Aiken suggests the possibility of dividing by multiplication of the reciprocals of the divisor, with the reciprocals obtained by a mathematical process called "iteration." Hamilton and Lake believe this method requires too many machine cycles and favor instead Bryce's method, which is adopted and employed in the ASCC.
February 7, 1938
Aiken writes to Hamilton with notes from the four-day meeting. Among the features outlined in the notes are the use of tape to control the machine, and a decision made by Hamilton and Benjamin Durfee that "all adding counters, switches, card feeds, etc., be connected to a single bus of 24 columns for purposes of transferring values. This decision reduced the amount of connections and wiring in the machine to a very great extent."*
The notes contain suggestions that photocells be used to sense the code punching in the control tape and that teletype tape be considered. (Lake and Hamilton decide instead that the tape to be used would be IBM card stock and that the value of the perforations would be sensed by contact fingers, both of which are incorporated into the machine.)

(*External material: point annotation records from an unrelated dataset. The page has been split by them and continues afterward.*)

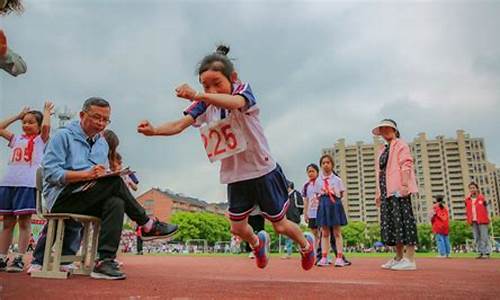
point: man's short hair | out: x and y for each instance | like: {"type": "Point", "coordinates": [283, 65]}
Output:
{"type": "Point", "coordinates": [94, 101]}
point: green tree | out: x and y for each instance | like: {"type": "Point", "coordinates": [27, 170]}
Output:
{"type": "Point", "coordinates": [201, 225]}
{"type": "Point", "coordinates": [460, 231]}
{"type": "Point", "coordinates": [424, 237]}
{"type": "Point", "coordinates": [354, 233]}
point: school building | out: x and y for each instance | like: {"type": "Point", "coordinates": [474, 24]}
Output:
{"type": "Point", "coordinates": [443, 166]}
{"type": "Point", "coordinates": [164, 203]}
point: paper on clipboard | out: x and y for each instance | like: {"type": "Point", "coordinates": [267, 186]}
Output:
{"type": "Point", "coordinates": [87, 185]}
{"type": "Point", "coordinates": [121, 172]}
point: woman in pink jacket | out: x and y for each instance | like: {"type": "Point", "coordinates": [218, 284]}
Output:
{"type": "Point", "coordinates": [395, 185]}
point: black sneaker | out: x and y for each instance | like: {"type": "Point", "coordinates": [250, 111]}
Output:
{"type": "Point", "coordinates": [160, 230]}
{"type": "Point", "coordinates": [16, 266]}
{"type": "Point", "coordinates": [107, 269]}
{"type": "Point", "coordinates": [3, 264]}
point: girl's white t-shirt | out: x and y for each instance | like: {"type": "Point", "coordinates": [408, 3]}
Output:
{"type": "Point", "coordinates": [256, 160]}
{"type": "Point", "coordinates": [309, 192]}
{"type": "Point", "coordinates": [334, 182]}
{"type": "Point", "coordinates": [21, 172]}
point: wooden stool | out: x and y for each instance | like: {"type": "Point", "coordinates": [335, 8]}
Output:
{"type": "Point", "coordinates": [55, 237]}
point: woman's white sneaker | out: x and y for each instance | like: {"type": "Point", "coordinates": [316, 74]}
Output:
{"type": "Point", "coordinates": [404, 265]}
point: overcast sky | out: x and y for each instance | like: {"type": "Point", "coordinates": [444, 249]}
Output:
{"type": "Point", "coordinates": [320, 71]}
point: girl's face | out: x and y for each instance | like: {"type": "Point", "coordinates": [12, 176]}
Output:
{"type": "Point", "coordinates": [30, 125]}
{"type": "Point", "coordinates": [326, 165]}
{"type": "Point", "coordinates": [388, 133]}
{"type": "Point", "coordinates": [311, 173]}
{"type": "Point", "coordinates": [214, 82]}
{"type": "Point", "coordinates": [473, 189]}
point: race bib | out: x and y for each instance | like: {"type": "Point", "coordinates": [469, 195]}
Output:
{"type": "Point", "coordinates": [222, 139]}
{"type": "Point", "coordinates": [19, 157]}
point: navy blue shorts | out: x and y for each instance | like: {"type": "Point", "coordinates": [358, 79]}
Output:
{"type": "Point", "coordinates": [312, 223]}
{"type": "Point", "coordinates": [330, 214]}
{"type": "Point", "coordinates": [268, 192]}
{"type": "Point", "coordinates": [17, 200]}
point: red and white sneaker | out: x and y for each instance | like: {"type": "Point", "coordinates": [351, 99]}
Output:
{"type": "Point", "coordinates": [262, 251]}
{"type": "Point", "coordinates": [309, 257]}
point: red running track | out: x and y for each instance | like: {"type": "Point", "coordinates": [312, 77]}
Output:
{"type": "Point", "coordinates": [178, 277]}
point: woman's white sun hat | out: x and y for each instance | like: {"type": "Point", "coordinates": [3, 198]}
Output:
{"type": "Point", "coordinates": [385, 123]}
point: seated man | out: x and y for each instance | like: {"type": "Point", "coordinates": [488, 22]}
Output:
{"type": "Point", "coordinates": [76, 155]}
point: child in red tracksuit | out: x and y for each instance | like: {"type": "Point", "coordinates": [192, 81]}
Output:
{"type": "Point", "coordinates": [441, 227]}
{"type": "Point", "coordinates": [477, 216]}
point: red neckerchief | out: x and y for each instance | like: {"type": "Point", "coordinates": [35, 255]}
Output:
{"type": "Point", "coordinates": [28, 152]}
{"type": "Point", "coordinates": [327, 189]}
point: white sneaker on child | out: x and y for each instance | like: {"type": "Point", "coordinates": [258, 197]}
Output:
{"type": "Point", "coordinates": [404, 265]}
{"type": "Point", "coordinates": [68, 268]}
{"type": "Point", "coordinates": [388, 265]}
{"type": "Point", "coordinates": [34, 268]}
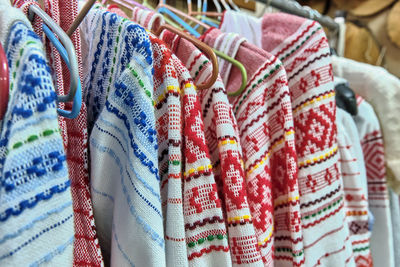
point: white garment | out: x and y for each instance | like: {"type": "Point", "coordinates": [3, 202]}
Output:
{"type": "Point", "coordinates": [378, 199]}
{"type": "Point", "coordinates": [352, 168]}
{"type": "Point", "coordinates": [382, 90]}
{"type": "Point", "coordinates": [395, 213]}
{"type": "Point", "coordinates": [243, 24]}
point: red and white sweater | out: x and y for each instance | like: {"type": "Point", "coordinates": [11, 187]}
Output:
{"type": "Point", "coordinates": [264, 115]}
{"type": "Point", "coordinates": [222, 137]}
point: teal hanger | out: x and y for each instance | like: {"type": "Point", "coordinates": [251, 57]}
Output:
{"type": "Point", "coordinates": [192, 31]}
{"type": "Point", "coordinates": [67, 52]}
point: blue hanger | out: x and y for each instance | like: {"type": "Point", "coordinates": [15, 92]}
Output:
{"type": "Point", "coordinates": [77, 102]}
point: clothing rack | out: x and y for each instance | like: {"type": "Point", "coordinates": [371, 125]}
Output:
{"type": "Point", "coordinates": [295, 8]}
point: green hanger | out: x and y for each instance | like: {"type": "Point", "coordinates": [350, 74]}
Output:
{"type": "Point", "coordinates": [223, 56]}
{"type": "Point", "coordinates": [239, 66]}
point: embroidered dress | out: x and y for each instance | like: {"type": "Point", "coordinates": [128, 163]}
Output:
{"type": "Point", "coordinates": [221, 133]}
{"type": "Point", "coordinates": [382, 247]}
{"type": "Point", "coordinates": [169, 124]}
{"type": "Point", "coordinates": [125, 181]}
{"type": "Point", "coordinates": [206, 235]}
{"type": "Point", "coordinates": [74, 132]}
{"type": "Point", "coordinates": [36, 216]}
{"type": "Point", "coordinates": [352, 168]}
{"type": "Point", "coordinates": [264, 115]}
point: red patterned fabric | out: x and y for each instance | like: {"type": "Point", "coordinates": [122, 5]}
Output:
{"type": "Point", "coordinates": [74, 132]}
{"type": "Point", "coordinates": [303, 48]}
{"type": "Point", "coordinates": [264, 115]}
{"type": "Point", "coordinates": [222, 136]}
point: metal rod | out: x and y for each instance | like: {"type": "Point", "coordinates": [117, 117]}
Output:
{"type": "Point", "coordinates": [292, 7]}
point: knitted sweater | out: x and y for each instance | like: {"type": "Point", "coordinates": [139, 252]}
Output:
{"type": "Point", "coordinates": [264, 115]}
{"type": "Point", "coordinates": [382, 90]}
{"type": "Point", "coordinates": [125, 181]}
{"type": "Point", "coordinates": [36, 216]}
{"type": "Point", "coordinates": [355, 187]}
{"type": "Point", "coordinates": [86, 246]}
{"type": "Point", "coordinates": [378, 197]}
{"type": "Point", "coordinates": [168, 112]}
{"type": "Point", "coordinates": [302, 47]}
{"type": "Point", "coordinates": [222, 139]}
{"type": "Point", "coordinates": [206, 236]}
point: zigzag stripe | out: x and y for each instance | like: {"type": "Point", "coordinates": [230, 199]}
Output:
{"type": "Point", "coordinates": [319, 161]}
{"type": "Point", "coordinates": [270, 107]}
{"type": "Point", "coordinates": [269, 148]}
{"type": "Point", "coordinates": [215, 219]}
{"type": "Point", "coordinates": [194, 61]}
{"type": "Point", "coordinates": [295, 40]}
{"type": "Point", "coordinates": [311, 98]}
{"type": "Point", "coordinates": [314, 202]}
{"type": "Point", "coordinates": [207, 250]}
{"type": "Point", "coordinates": [288, 258]}
{"type": "Point", "coordinates": [164, 100]}
{"type": "Point", "coordinates": [286, 238]}
{"type": "Point", "coordinates": [308, 64]}
{"type": "Point", "coordinates": [240, 99]}
{"type": "Point", "coordinates": [163, 154]}
{"type": "Point", "coordinates": [324, 218]}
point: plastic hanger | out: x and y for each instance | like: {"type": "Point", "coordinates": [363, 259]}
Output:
{"type": "Point", "coordinates": [240, 66]}
{"type": "Point", "coordinates": [77, 103]}
{"type": "Point", "coordinates": [202, 46]}
{"type": "Point", "coordinates": [82, 14]}
{"type": "Point", "coordinates": [4, 83]}
{"type": "Point", "coordinates": [220, 54]}
{"type": "Point", "coordinates": [35, 10]}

The notes refer to the control of the algebraic sign of products and quotients. The participants agree that this will be indicated by the presence or absence of a "9" in the highest order of the product or quotient counter. Subtraction is to be accomplished by the addition of complements. Aiken establishes the principle that all values throughout the solution of a problem should have the decimal point in the same position. Hamilton and Durfee design a means for attaining this principle in the machine circuit.
February 17, 1938
Hamilton indicates "the total number of permutations which might be obtained by combinations of five holes. This was the nucleus of the final code punching although the final coding was on a basis of three groups of eight holes each."*
March 22, 1938
Bryce asks Lake if sufficient information is on hand to provide for an appropriation to begin work on the machine.
March 23, 1938
W. Wallace McDowell** informs Bryce that cost estimates are impossible pending preparation of actual wiring diagrams. He states that IBM's understanding with Aiken is that IBM "would furnish all standard units required, such as counters, relays, switches, etc. and that the mounting of these standard units and the design of the circuits employing their use would be done by Mr. Aiken."*
(The estimated cost of the special equipment to be supplied to Harvard on the basis of the original understanding is estimated at approximately $15,000.)
April 27-28, 1938
Bryce, Lake and Hamilton meet. Bryce informs his colleagues that IBM has acquired a patent license allowing IBM to "alter the units position of a counter when balancing dependent upon certain conditions in the highest order of the counter."*
May 16, 1938
Bryce provides Hamilton with a tentative arrangement of the machine's panels and the approximate quantity of required counter positions. This serves as the basis for the preliminary layout.
May 19, 1938
A work order provides funds for a temporary layout showing the arrangement of the units on a panel of the machine.
August 17, 1938
Work begins on the layout of the panel arrangement.
September 12, 1938
The temporary layout is completed.
Sept. 26-28, 1938
Bryce, Lake and Hamilton estimate the cost of the machine to be$100,000.
* Extracts from an August 1944 internal IBM report.
** McDowell joined IBM in 1930, and after a brief sales career, was assigned to the Endicott plant as a designer in the engineering laboratory. He was one of the top advisors to Thomas J. Watson, Jr., on the development of the important IBM 701 computer. McDowell became an IBM vice president in July 1954.